I wasn’t into YouTube until 2021. My brother John would spend his time watching YouTube in his leisure time and it was very foreign to me.
“Why do you watch YouTube all the time?” I asked.
“I can learn about everything I want,” he said.
In 2021 I was looking for Halloween inspiration and how to make my own haunts. Needless to say, I went down the YouTube rabbit hole. I was so enthralled by it, I got a premium subscription and I never looked back. Now it’s all I watch.
I started out with the Grimm Life Collective and binge-watched hours and hours of Mike Kolence and Jessica on all their haunted and real crime scene exploits. This led me into other people who celebrated Halloween with Halloween cons and haunted houses throughout the United States, and then ultimately I found Adam the Woo.

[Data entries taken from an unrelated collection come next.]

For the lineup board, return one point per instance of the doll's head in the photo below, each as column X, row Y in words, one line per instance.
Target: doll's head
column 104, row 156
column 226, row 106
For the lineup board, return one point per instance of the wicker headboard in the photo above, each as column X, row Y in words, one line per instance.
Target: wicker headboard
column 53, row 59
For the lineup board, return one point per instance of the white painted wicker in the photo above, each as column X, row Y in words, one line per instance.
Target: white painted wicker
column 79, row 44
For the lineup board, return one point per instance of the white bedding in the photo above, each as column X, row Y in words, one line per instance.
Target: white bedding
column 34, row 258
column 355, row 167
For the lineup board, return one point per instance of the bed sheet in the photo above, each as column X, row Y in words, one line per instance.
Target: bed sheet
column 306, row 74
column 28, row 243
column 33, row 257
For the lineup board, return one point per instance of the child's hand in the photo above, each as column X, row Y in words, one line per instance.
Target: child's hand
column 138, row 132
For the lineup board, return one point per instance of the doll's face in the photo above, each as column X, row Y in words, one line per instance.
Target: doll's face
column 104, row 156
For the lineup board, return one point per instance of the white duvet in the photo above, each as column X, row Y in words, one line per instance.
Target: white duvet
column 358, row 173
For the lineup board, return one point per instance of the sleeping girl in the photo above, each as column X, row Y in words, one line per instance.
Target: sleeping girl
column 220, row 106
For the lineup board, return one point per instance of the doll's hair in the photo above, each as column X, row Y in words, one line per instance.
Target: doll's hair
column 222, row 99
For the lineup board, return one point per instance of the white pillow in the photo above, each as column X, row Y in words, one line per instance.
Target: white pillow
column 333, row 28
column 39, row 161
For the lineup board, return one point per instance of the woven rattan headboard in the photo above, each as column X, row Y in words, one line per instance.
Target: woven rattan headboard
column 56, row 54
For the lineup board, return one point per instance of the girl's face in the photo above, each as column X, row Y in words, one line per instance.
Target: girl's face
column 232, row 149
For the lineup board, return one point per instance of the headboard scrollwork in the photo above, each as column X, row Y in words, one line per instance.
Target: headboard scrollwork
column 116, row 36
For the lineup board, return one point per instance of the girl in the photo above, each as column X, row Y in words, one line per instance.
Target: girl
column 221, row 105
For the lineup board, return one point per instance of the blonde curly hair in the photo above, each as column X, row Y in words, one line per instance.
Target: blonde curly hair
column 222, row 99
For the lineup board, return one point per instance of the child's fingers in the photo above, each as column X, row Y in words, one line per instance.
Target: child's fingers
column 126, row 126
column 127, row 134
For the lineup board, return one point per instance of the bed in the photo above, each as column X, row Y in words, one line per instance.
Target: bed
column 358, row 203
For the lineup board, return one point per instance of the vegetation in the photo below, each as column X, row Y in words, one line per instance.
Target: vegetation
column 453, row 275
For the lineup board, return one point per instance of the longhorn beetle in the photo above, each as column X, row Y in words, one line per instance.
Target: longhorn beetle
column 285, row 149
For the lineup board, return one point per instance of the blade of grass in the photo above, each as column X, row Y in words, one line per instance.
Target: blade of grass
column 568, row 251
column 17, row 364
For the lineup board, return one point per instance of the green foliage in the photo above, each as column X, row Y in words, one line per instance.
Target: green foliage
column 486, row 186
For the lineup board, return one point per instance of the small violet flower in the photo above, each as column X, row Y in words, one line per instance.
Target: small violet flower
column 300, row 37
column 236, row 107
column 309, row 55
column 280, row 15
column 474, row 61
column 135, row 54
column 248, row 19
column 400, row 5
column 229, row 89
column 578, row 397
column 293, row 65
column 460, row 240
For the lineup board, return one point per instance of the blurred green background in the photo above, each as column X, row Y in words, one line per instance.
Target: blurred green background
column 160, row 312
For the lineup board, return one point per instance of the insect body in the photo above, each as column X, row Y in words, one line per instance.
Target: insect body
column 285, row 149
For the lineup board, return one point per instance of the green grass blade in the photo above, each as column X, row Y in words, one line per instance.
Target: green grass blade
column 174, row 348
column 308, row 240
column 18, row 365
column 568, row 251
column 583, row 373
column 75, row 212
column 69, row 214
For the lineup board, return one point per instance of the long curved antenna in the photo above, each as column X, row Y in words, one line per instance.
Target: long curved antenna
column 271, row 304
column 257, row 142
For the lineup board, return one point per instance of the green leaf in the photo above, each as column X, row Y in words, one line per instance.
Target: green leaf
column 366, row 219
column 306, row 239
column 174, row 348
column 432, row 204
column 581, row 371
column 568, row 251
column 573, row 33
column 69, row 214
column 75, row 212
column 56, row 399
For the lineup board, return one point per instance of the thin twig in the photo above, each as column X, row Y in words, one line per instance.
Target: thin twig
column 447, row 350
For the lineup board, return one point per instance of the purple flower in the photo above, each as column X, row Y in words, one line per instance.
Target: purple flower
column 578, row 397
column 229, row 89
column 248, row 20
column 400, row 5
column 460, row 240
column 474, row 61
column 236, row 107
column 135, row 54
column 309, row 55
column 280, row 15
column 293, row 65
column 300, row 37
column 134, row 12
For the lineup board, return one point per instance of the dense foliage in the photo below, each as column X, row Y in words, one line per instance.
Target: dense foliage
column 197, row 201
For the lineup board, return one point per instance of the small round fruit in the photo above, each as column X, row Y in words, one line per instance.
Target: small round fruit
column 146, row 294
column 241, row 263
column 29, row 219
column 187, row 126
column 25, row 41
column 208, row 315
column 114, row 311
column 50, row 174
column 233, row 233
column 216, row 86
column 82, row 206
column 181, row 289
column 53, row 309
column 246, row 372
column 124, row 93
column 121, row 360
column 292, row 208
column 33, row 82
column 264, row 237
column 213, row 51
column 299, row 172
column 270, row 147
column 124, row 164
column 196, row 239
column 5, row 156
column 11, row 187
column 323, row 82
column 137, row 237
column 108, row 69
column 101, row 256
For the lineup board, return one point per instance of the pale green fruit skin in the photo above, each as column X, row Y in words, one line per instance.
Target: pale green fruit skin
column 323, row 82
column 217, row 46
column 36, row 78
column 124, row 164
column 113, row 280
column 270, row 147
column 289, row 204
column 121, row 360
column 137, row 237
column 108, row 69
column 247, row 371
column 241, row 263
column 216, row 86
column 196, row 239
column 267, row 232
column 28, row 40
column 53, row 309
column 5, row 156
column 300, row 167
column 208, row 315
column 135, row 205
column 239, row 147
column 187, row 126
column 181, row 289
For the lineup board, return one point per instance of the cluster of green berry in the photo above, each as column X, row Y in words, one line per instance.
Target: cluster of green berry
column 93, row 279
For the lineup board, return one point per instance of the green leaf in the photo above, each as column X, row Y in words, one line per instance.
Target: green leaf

Adam drew me in with his calm demeanor—his soothing monotone voice, his love for Disney, the same movies (Pee Wee Herman, Back to the Future), tastes, movie locations, and his documentation of Florida and travel. He once did all four Walt Disney World parks (Magic Kingdom, Epcot, Animal Kingdom, Disney Studios), flew to California, did Disneyland parks, rode rides—all in one day.
His vlog led me to other vloggers through the YouTube algorithm, which I like to call the ecosystem, and I found other vloggers who did similar things. What was great to see is that guys like Justin Scarred, Tampa Jay (Cris the Girl), Jacob the Carpetbagger, Scott on Tape, Daze the Lion, The GIV (German in Venice), Videobob Mosley, Sean Clark, History Hunters… and believe me, there are so many more. But there was something about Adam.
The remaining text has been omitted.